Berufung aus der Finsternis ins Licht
Ist das nicht wunderbar, unglaublich wunderbar?! Unser Herr Jesus Christus ermöglicht uns nicht nur durch Sein Sühneopfer am Kreuz Verzeihung all unserer Sünden, ER schenkt uns ein neues, wunderbares Leben aus der göttlichen Gnade. ER, Jesus Christus, Gott von Gott, Licht von Licht, ER ist die Zeitenwende, weil ER unser Heiland, unser Seligmacher ist. Das stellt der hl. Petrus, der erste Papst der hl. Kirche Jesu Christi, fest:
„Denn es steht geschrieben: ‚Seht, ich lege in Zion einen Stein, einen auserlesenen und kostbaren Eckstein. Wer an ihn glaubt, soll nicht zuschanden werden.‘ Euch, den Glaubenden, wird also Ehre zuteil. Für die Nichtglaubenden aber ist er der Stein, den die Bauleute verworfen haben. Dieser ist zum Eckstein geworden, zum Stein des Anstoßes, zum Fels des Ärgernisses. Sie stoßen sich an ihm, wozu sie auch bestimmt sind, weil sie dem Wort nicht gehorchen. Ihr aber seid ein auserwähltes Geschlecht, eine königliche Priesterschaft, ein heiliges Volk, ein Volk, das Gott gehört, damit ihr die herrlichen Taten dessen verkündet, der euch aus der Finsternis in sein wunderbares Licht berufen hat. Einst wart ihr ein Nicht-Volk, jetzt aber seid ihr Gottes Volk; einst Nichtbegnadete, jetzt Begnadete.“
(1. Petr. 2, 6 - 10)
Die Entscheidung
Jesus Christus ist DIE ENTSCHEIDUNG unseres Lebens: „Wer glaubt und sich taufen läßt, wird gerettet werden; wer aber nicht glaubt, wird verdammt werden.“ (Mk 16, 16) Und: „Wer nicht mit mir ist, ist gegen mich; wer nicht mit mir sammelt, zerstreut.“ (Mt. 12, 30)
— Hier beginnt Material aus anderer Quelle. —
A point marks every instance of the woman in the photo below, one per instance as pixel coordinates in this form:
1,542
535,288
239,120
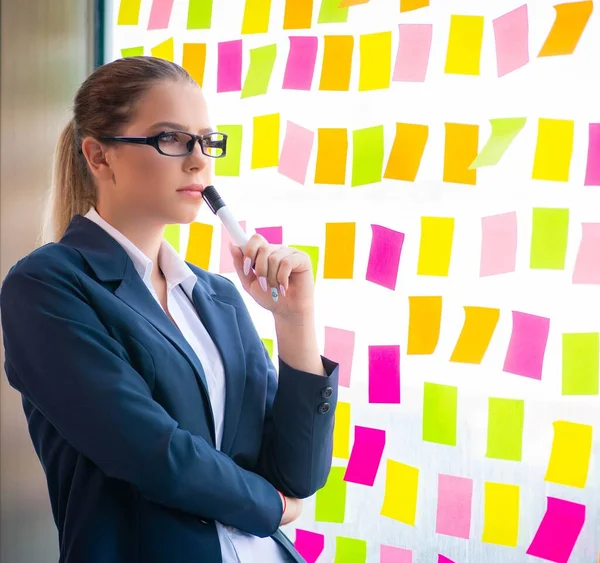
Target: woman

Jeder ist frei, sich für oder gegen Jesus Christus zu entscheiden, sich zu entscheiden, ob er glaubt oder nicht glaubt, sammelt oder zerstreut – aber er muß sodann auch die daraus folgenden Konsequenzen tragen. Auch diese hat unser Herr Jesus Christus ganz unmißverständlich offenbart:
„Wer an ihn glaubt, wird nicht gerichtet; wer aber nicht glaubt, der ist schon gerichtet, weil er nicht an den Namen des eingeborenen Sohnes Gottes glaubt. … Wer an den Sohn glaubt, hat ewiges Leben; wer aber dem Sohn nicht glaubt, wird das Leben nicht sehen, sondern Gottes Zorn lastet auf ihm.“ (Joh. 3, 18 u, 36) „So habe ich euch gesagt: Ihr werdet in euren Sünden sterben. Denn wenn ihr nicht glaubt, daß ich es bin, so werdet ihr in euren Sünden sterben.“ (Joh. 8, 24) „Wer an den Sohn Gottes glaubt, hat das Zeugnis (Gottes) in sich. Wer Gott nicht glaubt, hat ihn zum Lügner gemacht, weil er nicht dem Zeugnis geglaubt hat, das Gott über seinen Sohn abgelegt hat.“ (1. Joh. 5, 10)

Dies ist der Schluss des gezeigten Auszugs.